Fred Zinnemann, surtout connu pour le western le Train sifflera trois fois, plonge dans les arcanes de la politique anglaise du XVIème siècle et parvient à rendre passionnant ce qui n'aurait pu être qu'une terne et ennuyeuse reconstitution historique, plus axée sur la politique et le bon plaisir d'un roi capricieux et autoritaire. En effet, le film décrit et analyse avec intelligence et mesure le conflit à la fois moral, philosophique et politique qui opposa le roi Henry VIII à l'humaniste Thomas More, en laissant de côté la vie amoureuse tumultueuse du souverain.
Cet événement permet de dresser un intéressant parallèle dans l'Histoire de la monarchie britannique, entre Henri II Plantagenêt et Thomas Becket qui avait été son compagnon de beuverie, et qui une fois devenu archevêque de Canterbury, se retourna contre son roi ; ici, Thomas More fait à peu près la même chose, à la différence qu'il mena une vie pieuse et tranquille.
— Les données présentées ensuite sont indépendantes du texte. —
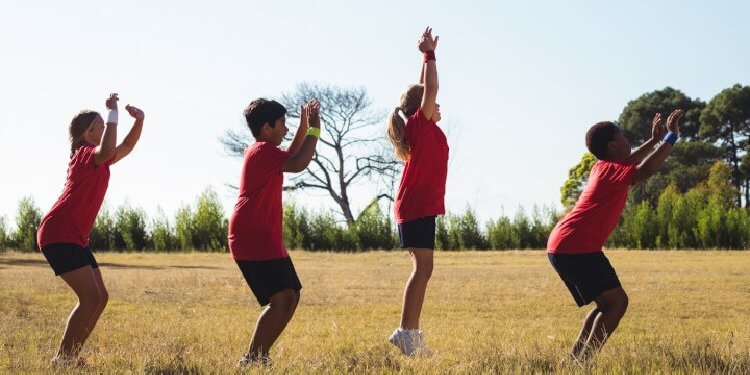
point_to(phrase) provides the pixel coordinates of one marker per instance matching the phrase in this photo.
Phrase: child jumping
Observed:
(574, 247)
(63, 234)
(255, 240)
(420, 198)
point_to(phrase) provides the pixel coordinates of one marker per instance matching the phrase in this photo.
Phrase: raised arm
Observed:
(106, 148)
(299, 160)
(654, 160)
(427, 45)
(657, 133)
(133, 136)
(299, 137)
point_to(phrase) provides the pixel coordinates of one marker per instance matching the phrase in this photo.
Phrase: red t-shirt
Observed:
(255, 225)
(585, 229)
(422, 189)
(71, 218)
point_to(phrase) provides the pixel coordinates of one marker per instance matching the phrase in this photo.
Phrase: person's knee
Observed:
(91, 300)
(423, 268)
(613, 301)
(285, 300)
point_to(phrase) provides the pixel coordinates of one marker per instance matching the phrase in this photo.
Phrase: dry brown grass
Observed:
(486, 312)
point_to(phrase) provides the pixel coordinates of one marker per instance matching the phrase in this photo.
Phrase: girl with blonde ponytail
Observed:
(63, 234)
(420, 143)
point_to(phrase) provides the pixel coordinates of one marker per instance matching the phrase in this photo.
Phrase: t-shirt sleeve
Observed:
(416, 123)
(623, 173)
(85, 155)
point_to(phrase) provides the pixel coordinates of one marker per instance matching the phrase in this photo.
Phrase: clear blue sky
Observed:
(520, 82)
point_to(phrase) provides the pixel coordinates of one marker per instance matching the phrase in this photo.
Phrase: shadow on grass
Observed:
(43, 262)
(24, 262)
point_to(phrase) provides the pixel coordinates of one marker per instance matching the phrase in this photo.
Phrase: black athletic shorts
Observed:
(66, 257)
(417, 233)
(268, 277)
(585, 275)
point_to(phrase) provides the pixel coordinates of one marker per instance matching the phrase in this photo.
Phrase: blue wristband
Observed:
(671, 138)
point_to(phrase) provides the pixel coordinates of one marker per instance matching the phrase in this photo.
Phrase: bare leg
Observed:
(416, 287)
(612, 305)
(585, 332)
(84, 284)
(272, 322)
(103, 298)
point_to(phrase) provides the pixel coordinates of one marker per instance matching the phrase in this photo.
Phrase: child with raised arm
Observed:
(574, 247)
(420, 197)
(63, 234)
(255, 238)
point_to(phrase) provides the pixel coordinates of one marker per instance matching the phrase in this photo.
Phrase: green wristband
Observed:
(315, 132)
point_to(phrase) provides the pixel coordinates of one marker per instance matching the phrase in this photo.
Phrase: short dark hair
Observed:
(261, 111)
(599, 136)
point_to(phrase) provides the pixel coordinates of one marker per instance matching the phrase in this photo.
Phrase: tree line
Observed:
(698, 199)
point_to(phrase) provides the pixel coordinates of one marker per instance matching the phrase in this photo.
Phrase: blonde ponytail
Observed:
(397, 134)
(411, 99)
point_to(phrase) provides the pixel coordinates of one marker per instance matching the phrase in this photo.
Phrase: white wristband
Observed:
(112, 117)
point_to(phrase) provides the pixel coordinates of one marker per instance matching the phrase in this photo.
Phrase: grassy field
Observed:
(486, 312)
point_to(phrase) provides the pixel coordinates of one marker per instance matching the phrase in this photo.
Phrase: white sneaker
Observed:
(248, 361)
(410, 341)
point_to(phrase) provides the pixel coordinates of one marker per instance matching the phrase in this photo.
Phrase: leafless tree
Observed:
(353, 148)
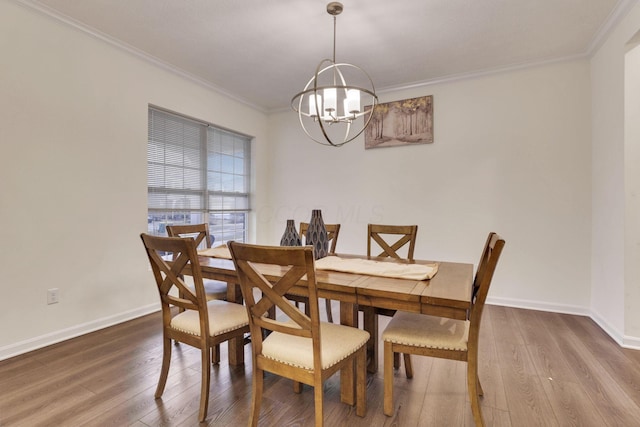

Le film évoque un fait historique majeur du règne d'Henry VIII, mais ne donne pas dans la fresque ou les scènes d'action et de batailles, c'est une opposition de couloirs et de salons, où l'on sent vivre cette cour des Tudors dans laquelle règnent l'ambition, la jalousie et la frénésie du pouvoir. Thomas More, Cromwell, Wolsey, Norfolk, Cranmer...autant de figures historiques qui en plus de celle du roi, prennent une dimension un peu shakespearienne. Habitués du théâtre de Shakespeare, les acteurs sont tous fabuleux dans leurs actes et leur diction, ils semblent s'être effacés derrière leur grands personnages et nous entraînent au sein de cette cour fastueuse soudain confrontée à des problèmes politiques, moraux et religieux. C'est un plaisir de les voir évoluer dans ces décors naturels de châteaux anglais et ces intérieurs bien reconstitués, on y reconnaîtra au passage John Hurt alors très jeune qui incarne l'ambitieux Richard Rich.
Le film, étonnamment financé par la Warner et la Columbia, tourné en Angleterre par un Américain et employant un prestigieux casting presque exclusivement britannique (si l'on excepte Orson Welles dans le rôle de Wolsey), fut le grand triomphateur des Oscars en 1966, en raflant l'Oscar du meilleur film, meilleur acteur (Paul Scofield), meilleur réalisateur, meilleur scénario, meilleure photo, meilleurs costumes. Un beau drame, soigné et ambitieux.